Expressions use the following operators to combine primary expressions (function calls, literals, references, etc). Operators are listed from highest priority to lowest priority.

  • -number negation like in -1.

  • number% percentage like in 10%

  • number1^number2 exponentiation: 2^3=8

  • number1*number2 multiplication. number1/number2 division.

  • number1+number2 addition. number1-number2 subtraction.

  • string1&string2 string concatenation: "black"&"white"="blackwhite".

  • value1=value2 (equal). value1<>value2 (different). number1<number2 (less than). number1<=number2 (less than or equal). number1>number2 (greater than). number1>=number2 (greater than or equal).
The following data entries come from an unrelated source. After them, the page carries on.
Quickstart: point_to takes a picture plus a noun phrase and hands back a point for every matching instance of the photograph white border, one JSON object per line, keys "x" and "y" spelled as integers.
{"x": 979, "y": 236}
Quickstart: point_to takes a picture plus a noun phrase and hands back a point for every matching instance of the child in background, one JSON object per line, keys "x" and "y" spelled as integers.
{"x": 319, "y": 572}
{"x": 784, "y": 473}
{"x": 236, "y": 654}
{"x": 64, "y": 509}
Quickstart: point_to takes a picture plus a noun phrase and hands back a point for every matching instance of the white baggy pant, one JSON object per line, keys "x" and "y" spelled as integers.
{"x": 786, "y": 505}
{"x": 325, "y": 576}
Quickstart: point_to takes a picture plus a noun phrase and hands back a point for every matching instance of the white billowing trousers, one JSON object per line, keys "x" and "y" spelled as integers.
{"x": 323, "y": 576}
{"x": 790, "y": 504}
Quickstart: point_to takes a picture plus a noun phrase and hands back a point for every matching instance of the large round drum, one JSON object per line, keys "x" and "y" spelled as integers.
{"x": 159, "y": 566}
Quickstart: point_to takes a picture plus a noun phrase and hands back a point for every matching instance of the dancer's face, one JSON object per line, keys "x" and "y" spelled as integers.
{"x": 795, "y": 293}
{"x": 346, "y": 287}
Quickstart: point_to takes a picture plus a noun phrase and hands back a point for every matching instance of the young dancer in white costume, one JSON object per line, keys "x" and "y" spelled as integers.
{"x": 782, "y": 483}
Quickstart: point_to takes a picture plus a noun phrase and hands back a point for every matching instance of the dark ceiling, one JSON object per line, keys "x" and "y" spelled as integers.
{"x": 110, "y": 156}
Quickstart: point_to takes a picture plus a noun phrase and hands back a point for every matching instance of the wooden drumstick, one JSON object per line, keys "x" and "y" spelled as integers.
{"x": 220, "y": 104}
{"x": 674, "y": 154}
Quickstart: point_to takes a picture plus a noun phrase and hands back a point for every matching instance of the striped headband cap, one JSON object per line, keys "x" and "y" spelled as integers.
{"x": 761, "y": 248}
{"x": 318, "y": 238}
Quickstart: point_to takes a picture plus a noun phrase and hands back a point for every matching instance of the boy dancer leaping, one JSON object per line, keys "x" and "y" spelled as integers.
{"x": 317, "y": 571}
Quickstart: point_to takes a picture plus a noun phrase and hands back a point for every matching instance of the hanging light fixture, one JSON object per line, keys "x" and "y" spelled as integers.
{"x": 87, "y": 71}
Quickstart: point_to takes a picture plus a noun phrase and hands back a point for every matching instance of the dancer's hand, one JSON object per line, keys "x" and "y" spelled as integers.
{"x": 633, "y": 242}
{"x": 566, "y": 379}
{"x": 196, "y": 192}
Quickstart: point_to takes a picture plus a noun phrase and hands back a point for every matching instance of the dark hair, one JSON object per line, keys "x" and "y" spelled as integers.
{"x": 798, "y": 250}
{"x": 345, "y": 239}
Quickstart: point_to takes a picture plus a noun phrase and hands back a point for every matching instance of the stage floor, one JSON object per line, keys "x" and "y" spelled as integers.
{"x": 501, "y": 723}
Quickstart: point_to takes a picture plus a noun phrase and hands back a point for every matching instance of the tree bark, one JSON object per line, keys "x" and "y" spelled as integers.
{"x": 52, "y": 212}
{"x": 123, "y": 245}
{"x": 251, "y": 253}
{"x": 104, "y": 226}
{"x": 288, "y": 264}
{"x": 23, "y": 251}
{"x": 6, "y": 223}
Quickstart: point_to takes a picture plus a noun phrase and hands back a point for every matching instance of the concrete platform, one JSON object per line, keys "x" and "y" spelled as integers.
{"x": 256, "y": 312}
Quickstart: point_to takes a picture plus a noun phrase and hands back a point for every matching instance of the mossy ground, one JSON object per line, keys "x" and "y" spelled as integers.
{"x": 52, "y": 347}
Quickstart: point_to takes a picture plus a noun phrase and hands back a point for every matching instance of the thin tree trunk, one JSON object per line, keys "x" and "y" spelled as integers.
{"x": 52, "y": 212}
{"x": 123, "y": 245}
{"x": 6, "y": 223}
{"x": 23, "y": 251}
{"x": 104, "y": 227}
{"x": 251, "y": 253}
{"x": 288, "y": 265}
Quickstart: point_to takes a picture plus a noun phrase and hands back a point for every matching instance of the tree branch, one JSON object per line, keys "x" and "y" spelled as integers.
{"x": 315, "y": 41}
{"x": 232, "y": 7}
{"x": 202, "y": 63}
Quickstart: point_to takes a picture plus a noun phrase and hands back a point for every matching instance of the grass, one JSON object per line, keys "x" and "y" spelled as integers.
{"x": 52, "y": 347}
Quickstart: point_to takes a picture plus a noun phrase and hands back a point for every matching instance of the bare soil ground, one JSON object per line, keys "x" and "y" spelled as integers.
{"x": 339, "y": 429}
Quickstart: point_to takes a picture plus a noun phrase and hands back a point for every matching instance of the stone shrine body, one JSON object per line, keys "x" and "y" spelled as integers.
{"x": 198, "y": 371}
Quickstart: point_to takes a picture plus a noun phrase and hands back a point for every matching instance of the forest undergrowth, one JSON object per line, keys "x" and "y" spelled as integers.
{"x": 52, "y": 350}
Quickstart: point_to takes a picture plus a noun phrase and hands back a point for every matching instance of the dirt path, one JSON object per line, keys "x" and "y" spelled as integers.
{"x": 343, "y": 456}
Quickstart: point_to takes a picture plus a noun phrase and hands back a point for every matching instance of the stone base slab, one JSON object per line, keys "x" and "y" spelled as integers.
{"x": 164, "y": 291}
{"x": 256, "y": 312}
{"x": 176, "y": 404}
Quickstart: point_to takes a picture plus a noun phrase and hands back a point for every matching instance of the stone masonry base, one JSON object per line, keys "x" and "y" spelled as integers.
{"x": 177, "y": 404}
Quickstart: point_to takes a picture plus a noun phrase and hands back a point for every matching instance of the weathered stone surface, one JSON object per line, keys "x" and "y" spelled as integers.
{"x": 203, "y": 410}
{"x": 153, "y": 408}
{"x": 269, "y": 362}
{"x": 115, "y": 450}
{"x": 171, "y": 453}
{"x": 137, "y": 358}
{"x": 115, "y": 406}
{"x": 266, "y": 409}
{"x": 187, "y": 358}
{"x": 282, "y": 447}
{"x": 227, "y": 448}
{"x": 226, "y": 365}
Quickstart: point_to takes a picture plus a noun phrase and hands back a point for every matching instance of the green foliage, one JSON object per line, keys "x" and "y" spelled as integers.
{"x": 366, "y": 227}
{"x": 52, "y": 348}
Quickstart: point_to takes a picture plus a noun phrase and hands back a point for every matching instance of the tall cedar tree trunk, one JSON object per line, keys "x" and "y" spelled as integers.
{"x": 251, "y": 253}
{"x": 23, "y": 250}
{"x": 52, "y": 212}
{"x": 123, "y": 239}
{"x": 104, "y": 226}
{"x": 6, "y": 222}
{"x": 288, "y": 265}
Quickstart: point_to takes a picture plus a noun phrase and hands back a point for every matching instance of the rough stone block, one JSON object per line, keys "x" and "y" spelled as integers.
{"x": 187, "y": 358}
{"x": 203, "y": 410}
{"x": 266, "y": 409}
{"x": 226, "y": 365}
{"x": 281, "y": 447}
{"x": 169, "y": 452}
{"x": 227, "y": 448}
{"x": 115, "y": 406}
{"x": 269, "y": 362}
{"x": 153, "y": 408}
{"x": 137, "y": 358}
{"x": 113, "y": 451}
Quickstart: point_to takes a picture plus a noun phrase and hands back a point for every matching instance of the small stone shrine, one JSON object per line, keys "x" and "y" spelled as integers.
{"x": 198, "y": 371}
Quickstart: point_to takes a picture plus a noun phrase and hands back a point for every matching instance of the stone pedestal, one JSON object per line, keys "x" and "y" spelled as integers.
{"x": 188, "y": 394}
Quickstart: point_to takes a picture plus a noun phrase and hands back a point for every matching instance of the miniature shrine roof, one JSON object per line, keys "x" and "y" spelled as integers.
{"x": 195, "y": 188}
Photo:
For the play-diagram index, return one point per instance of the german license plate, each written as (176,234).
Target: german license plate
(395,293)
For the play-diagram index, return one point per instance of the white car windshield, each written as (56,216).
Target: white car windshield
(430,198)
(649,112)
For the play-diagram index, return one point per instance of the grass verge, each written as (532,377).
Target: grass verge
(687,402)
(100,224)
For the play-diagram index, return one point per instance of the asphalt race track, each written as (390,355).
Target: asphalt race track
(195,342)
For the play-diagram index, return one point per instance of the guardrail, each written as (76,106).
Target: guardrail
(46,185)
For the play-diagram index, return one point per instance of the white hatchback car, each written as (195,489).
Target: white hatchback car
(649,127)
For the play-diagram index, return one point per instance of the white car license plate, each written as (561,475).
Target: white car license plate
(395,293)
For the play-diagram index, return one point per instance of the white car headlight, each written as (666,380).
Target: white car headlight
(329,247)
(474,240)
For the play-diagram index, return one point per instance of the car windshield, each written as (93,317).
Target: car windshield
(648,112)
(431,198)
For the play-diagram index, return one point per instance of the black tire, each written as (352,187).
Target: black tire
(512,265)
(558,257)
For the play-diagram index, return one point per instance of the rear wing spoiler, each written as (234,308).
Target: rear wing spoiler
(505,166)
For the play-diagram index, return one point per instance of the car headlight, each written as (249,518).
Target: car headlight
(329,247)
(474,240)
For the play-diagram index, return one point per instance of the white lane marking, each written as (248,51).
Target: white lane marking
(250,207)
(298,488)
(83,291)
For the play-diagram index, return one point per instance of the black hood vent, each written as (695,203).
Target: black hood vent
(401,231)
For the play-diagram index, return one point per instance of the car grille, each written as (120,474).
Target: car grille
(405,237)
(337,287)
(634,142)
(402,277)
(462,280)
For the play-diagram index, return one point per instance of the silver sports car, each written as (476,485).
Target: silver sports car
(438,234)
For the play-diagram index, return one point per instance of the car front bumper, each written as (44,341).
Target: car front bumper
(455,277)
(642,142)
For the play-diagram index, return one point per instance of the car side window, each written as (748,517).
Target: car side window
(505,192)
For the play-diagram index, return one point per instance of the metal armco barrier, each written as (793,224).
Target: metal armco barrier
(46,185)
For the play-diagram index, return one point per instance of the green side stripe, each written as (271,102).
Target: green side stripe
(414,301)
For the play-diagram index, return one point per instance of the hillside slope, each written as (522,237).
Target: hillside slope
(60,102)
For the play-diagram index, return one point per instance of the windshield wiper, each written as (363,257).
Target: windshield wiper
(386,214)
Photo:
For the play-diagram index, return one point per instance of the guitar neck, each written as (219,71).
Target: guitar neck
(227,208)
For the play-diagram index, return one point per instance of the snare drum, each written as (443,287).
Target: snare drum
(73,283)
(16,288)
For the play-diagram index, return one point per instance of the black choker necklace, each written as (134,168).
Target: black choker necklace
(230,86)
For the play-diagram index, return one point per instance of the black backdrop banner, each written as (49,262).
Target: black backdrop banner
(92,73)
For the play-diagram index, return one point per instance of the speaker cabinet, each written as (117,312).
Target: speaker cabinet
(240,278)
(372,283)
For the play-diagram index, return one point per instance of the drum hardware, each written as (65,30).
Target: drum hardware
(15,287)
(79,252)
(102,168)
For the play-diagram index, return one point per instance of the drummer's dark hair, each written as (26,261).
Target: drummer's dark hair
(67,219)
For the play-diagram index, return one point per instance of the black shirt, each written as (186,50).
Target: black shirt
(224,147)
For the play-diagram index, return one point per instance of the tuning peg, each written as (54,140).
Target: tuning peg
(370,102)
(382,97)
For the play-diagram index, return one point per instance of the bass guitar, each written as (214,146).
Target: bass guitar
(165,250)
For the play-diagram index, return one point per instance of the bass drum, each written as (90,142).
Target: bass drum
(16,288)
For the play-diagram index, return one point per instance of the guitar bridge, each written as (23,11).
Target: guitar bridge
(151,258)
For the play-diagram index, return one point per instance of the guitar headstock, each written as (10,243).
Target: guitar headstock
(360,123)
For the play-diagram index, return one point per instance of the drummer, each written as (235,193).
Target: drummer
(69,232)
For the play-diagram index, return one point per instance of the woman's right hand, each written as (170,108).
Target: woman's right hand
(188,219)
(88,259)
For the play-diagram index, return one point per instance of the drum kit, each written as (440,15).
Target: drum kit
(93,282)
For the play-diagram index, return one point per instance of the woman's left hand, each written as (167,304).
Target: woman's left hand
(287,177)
Unlike in other spreadsheet software, there are no union and intersection operators. Use the union() and intersection() functions. (The difference() function is also very useful.)

Unlike in other languages, there are no test, logical and, logical or and logical negation operators. Use the following functions for that: if(), and(), or(), not().[3]

Parentheses may be used to group subexpressions. Example:

= 2+2*3

means:

= 2 + (2*3)

because the priority of '*' is higher than the priority of '+'. If, in fact, you did not intended to write this, you must use parentheses:

= (2 + 2)*3

2.3. Function calls

The syntax of a function call is: function_name(argument, argument2, ...., argumentN) whatever is the locale of the computer running XMLmind XML Editor. Examples:

PI()
sin(x)
log(x, 10)
max(A1, A2, 100.0)

2.4. Literals

2.4.1. Numbers

Numbers are always written the same whatever is the locale of the computer running XMLmind XML Editor: 1, 2.3, 314E-2, 0.314e1, 0.314e+1, etc.

2.4.2. Strings

String must quoted using double quotes (") or single quotes ('). They cannot contain newline characters.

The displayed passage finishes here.